Стучим. За матовой изморозью, покрывающей стекла, мелькает чье-то лицо, в сенях слышится мягкая шаркающая поступь. В двери сам поэт. Несколько мгновений он неподвижно осматривает нежданных гостей, а потом произносит ласковым голосом:
— Милости прошу в избу.
На нем кожаный фартук, весь в золотистых опилках. Длинные волосы по-старинному прихвачены ремешком, чтобы не лезли на глаза, не мешали.

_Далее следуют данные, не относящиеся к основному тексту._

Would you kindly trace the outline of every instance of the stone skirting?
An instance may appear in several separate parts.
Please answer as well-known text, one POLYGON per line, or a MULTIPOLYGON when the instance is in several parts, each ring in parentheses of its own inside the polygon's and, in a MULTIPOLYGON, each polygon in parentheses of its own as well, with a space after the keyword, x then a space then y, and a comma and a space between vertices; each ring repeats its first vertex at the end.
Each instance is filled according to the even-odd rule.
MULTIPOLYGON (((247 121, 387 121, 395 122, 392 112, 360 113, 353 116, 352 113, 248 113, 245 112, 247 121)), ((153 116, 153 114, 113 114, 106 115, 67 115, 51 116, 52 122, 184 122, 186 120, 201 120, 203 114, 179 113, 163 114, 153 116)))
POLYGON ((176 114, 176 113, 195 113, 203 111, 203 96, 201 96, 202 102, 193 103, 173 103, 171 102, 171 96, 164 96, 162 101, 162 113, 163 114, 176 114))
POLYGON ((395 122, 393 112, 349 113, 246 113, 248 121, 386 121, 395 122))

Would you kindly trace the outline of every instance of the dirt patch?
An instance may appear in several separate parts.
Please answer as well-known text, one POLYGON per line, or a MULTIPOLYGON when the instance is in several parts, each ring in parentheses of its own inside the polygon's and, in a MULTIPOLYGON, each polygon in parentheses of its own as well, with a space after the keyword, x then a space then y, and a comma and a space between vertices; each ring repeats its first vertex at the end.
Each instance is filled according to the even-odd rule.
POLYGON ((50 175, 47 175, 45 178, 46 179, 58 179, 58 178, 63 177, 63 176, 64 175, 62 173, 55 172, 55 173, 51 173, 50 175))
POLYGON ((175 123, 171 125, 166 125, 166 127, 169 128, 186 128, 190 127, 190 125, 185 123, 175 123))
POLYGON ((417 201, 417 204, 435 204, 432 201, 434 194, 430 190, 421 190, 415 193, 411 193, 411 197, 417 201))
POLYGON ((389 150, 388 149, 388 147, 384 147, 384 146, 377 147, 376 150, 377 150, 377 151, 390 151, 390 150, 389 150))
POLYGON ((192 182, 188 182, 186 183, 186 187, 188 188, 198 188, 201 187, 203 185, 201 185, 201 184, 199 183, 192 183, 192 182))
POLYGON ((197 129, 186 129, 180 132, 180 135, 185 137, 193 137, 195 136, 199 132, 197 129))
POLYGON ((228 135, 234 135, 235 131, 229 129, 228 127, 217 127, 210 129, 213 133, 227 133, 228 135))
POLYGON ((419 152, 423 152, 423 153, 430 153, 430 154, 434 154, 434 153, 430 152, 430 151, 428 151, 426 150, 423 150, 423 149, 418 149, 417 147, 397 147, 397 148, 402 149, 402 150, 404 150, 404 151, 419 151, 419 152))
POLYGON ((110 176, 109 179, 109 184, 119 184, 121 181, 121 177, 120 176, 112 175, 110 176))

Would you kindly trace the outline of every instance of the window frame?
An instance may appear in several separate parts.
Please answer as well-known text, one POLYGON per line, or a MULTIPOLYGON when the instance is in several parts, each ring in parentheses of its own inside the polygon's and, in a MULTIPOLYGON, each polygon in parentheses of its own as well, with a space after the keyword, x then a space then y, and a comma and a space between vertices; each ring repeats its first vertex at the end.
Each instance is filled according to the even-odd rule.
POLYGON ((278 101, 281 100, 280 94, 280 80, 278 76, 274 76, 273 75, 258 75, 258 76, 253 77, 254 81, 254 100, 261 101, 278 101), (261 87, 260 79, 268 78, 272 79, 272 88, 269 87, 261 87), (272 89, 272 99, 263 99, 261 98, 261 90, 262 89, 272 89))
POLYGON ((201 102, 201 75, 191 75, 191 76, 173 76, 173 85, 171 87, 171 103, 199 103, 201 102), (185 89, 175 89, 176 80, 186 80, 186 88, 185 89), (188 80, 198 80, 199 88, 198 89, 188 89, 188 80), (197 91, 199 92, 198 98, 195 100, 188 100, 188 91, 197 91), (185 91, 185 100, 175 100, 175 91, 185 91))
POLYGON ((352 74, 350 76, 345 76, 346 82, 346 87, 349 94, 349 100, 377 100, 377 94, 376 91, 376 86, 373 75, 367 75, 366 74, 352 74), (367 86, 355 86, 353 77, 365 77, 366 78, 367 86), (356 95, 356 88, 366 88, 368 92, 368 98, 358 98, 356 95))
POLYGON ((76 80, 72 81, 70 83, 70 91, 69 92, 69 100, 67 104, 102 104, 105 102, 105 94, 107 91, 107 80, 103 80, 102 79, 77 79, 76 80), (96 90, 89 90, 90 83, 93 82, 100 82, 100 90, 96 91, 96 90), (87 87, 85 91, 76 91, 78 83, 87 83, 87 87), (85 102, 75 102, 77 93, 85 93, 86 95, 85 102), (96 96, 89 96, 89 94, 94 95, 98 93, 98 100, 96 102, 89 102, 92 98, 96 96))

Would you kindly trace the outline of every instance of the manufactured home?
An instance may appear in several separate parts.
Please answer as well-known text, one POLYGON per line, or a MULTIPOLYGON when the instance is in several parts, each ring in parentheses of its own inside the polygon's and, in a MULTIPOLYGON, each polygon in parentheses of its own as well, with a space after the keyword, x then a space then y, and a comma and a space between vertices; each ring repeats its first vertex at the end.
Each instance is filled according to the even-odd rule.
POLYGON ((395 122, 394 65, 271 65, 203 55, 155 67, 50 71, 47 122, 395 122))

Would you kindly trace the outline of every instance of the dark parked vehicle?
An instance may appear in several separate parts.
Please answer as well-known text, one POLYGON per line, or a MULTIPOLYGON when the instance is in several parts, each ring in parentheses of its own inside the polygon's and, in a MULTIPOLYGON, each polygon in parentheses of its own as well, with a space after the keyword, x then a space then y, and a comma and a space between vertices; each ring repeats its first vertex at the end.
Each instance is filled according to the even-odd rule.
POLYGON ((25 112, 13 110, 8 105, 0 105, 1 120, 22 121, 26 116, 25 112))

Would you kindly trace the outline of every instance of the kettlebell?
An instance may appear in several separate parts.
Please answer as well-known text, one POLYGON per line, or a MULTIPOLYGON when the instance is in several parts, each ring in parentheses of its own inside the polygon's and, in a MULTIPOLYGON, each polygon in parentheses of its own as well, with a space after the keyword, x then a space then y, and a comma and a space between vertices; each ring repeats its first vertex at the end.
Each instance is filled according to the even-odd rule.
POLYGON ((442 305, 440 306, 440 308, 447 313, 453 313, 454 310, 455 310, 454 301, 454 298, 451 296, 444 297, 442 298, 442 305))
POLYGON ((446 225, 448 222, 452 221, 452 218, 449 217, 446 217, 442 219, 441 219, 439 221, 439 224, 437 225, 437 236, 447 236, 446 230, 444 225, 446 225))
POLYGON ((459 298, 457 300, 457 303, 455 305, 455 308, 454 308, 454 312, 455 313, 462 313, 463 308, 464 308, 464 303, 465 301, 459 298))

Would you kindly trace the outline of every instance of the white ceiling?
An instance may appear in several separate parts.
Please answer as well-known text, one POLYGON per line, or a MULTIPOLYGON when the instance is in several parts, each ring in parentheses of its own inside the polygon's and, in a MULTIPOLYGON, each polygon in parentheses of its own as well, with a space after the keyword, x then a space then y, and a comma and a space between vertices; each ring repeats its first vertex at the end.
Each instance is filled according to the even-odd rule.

На лбу очки.
— Вот апостольским промыслом занимаюсь, столярничаю, — поясняет он. — Школу тут моим именем окрестили… Так вот, из Твери в эту школу портреты писателей начальство прислало. Писатели прибыли, а рамок для них нет. Мастерю вот рамки. Не кнопками же Некрасова или Толстого к стене пришпиливать. Нехорошо, неуважительно.
Несколько мастерски сделанных, прочно сшитых рамок стоит у стены. На полу курчавятся стружки. Пахнет смолой, свежими хлебами, печным дымком.